Using Cloud Dataflow pipeline templates from App Engine
Introduction
This post describes how to use Cloud Dataflow job templates to easily launch Dataflow pipelines from a Google App Engine (GAE) app, in order to support MapReduce jobs and many other data processing and analysis tasks.
This post builds on a previous post, which
used a GAE Flexible
service
to periodically launch a Python Dataflow pipeline. The use of GAE Flex was necessary at the time, because we needed
to install the gcloud
sdk in the instance container(s) in order to launch the pipelines.
Since then, Cloud Dataflow templates have come into the picture for the Python SDK. Dataflow templates allow you to stage your pipelines on Google Cloud Storage and execute them from a variety of environments. This has a number of benefits:
- With templates, you don’t have to recompile your code every time you execute a pipeline.
- This means that you don’t need to launch your pipeline from a development environment or worry about dependencies.
- It’s much easier for non-technical users to launch pipelines using templates. You can launch via
the Google Cloud Platform Console, the
gcloud
command-line interface, or the REST API.
In this post, we’ll show how to use the Dataflow job template
REST API
to periodically launch a Dataflow templated job from GAE. Because we’re now simply calling an
API, and no longer relying on the gcloud
sdk to launch from App Engine, we can build a simpler App Engine
Standard app.
With templates, you can use runtime parameters to customize the execution. We’ll use that feature in this example too.
The pipeline used in this example is nearly the same as that described in the earlier post; it analyzes data stored in Cloud Datastore — in this case, stored tweets fetched periodically from Twitter. The pipeline does several sorts of analysis on the tweet data; for example, it identifies important word co-occurrences in the tweets, based on a variant of the tf*idf metric.

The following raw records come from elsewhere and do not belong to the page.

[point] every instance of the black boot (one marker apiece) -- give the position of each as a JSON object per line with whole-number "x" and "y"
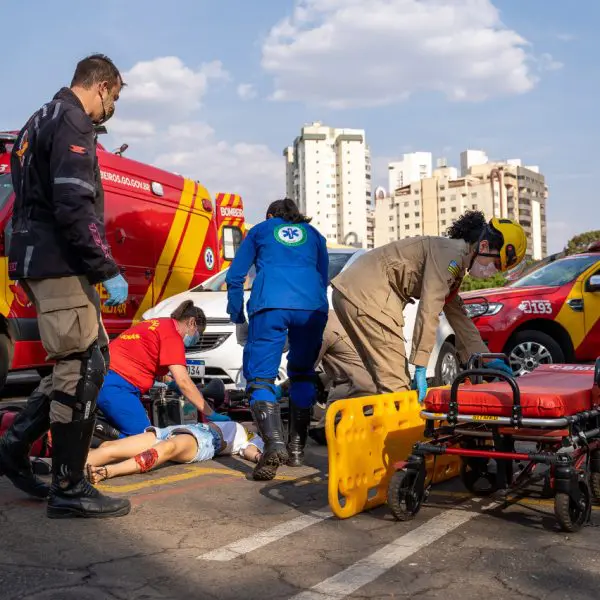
{"x": 298, "y": 431}
{"x": 71, "y": 494}
{"x": 31, "y": 423}
{"x": 268, "y": 420}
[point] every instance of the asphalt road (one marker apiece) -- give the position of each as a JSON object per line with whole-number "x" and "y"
{"x": 208, "y": 531}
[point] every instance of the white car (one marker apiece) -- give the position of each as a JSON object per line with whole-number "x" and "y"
{"x": 218, "y": 354}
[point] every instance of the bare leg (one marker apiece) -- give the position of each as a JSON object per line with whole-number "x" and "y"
{"x": 180, "y": 448}
{"x": 121, "y": 449}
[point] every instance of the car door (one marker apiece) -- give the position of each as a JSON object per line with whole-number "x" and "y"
{"x": 590, "y": 347}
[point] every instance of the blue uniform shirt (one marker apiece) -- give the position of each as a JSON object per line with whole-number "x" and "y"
{"x": 292, "y": 267}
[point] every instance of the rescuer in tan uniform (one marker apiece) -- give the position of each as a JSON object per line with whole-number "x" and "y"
{"x": 344, "y": 368}
{"x": 370, "y": 295}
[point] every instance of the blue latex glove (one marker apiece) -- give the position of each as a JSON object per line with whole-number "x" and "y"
{"x": 173, "y": 387}
{"x": 217, "y": 417}
{"x": 420, "y": 382}
{"x": 499, "y": 365}
{"x": 117, "y": 289}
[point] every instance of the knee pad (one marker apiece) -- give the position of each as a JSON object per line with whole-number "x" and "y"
{"x": 106, "y": 357}
{"x": 262, "y": 390}
{"x": 83, "y": 404}
{"x": 303, "y": 389}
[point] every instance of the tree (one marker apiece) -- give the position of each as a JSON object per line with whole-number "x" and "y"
{"x": 581, "y": 242}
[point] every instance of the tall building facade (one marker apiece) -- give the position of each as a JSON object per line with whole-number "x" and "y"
{"x": 413, "y": 167}
{"x": 328, "y": 174}
{"x": 431, "y": 205}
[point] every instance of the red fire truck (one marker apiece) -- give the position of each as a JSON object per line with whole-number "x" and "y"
{"x": 165, "y": 232}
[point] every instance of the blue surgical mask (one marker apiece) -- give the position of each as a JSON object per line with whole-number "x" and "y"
{"x": 191, "y": 340}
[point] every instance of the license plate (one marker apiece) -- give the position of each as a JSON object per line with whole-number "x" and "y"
{"x": 195, "y": 368}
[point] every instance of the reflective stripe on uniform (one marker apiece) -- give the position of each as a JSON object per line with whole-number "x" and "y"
{"x": 74, "y": 181}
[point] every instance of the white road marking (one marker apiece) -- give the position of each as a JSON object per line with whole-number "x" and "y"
{"x": 258, "y": 540}
{"x": 371, "y": 567}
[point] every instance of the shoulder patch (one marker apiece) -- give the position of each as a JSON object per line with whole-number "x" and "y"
{"x": 290, "y": 234}
{"x": 453, "y": 268}
{"x": 77, "y": 149}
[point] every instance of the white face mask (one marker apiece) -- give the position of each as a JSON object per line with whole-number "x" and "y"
{"x": 480, "y": 271}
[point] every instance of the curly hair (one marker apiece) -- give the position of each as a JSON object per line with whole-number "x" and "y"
{"x": 472, "y": 227}
{"x": 186, "y": 310}
{"x": 287, "y": 210}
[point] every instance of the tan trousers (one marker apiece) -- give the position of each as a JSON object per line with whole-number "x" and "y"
{"x": 381, "y": 349}
{"x": 70, "y": 321}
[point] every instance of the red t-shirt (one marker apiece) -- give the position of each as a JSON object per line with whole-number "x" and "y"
{"x": 145, "y": 351}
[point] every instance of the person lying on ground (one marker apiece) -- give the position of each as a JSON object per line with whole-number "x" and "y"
{"x": 187, "y": 444}
{"x": 144, "y": 353}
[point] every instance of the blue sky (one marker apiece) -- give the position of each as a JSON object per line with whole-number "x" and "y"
{"x": 218, "y": 89}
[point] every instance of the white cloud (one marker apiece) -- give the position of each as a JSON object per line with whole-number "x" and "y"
{"x": 160, "y": 109}
{"x": 246, "y": 91}
{"x": 170, "y": 84}
{"x": 347, "y": 53}
{"x": 566, "y": 37}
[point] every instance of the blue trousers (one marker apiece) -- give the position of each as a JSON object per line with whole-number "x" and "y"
{"x": 121, "y": 405}
{"x": 267, "y": 331}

Defining a parameterized Dataflow pipeline and creating a template
The first step in building our app is creating a Dataflow template. We do this by building a pipeline and then
deploying
it with the --template_location
flag, which causes the template to be compiled and stored at the given
Google Cloud Storage (GCS) location.
You can see the pipeline definition here. It reads recent tweets from the past N days from Cloud Datastore, then splits into three processing branches. It finds the most popular words in terms of the percentage of tweets they were found in, calculates the most popular URLs in terms of their count, and then derives relevant word co-occurrences using an approximation to a tf*idf ranking metric. It writes the results to three BigQuery tables. (It would be equally straightforward to write results to Datastore instead/as well).
The previous post in this series goes into a bit more detail about what some of the pipeline steps do, and how the pipeline accesses the Datastore.
As part of our new template-ready pipeline definition, we’ll specify that the pipeline takes a
runtime argument,
named timestamp
. This value is used to filter out tweets N days older than the timestamp, so that the pipeline analyzes
only recent activity.
class UserOptions(PipelineOptions):
@classmethod
def _add_argparse_args(cls, parser):
parser.add_value_provider_argument('--timestamp', type=str)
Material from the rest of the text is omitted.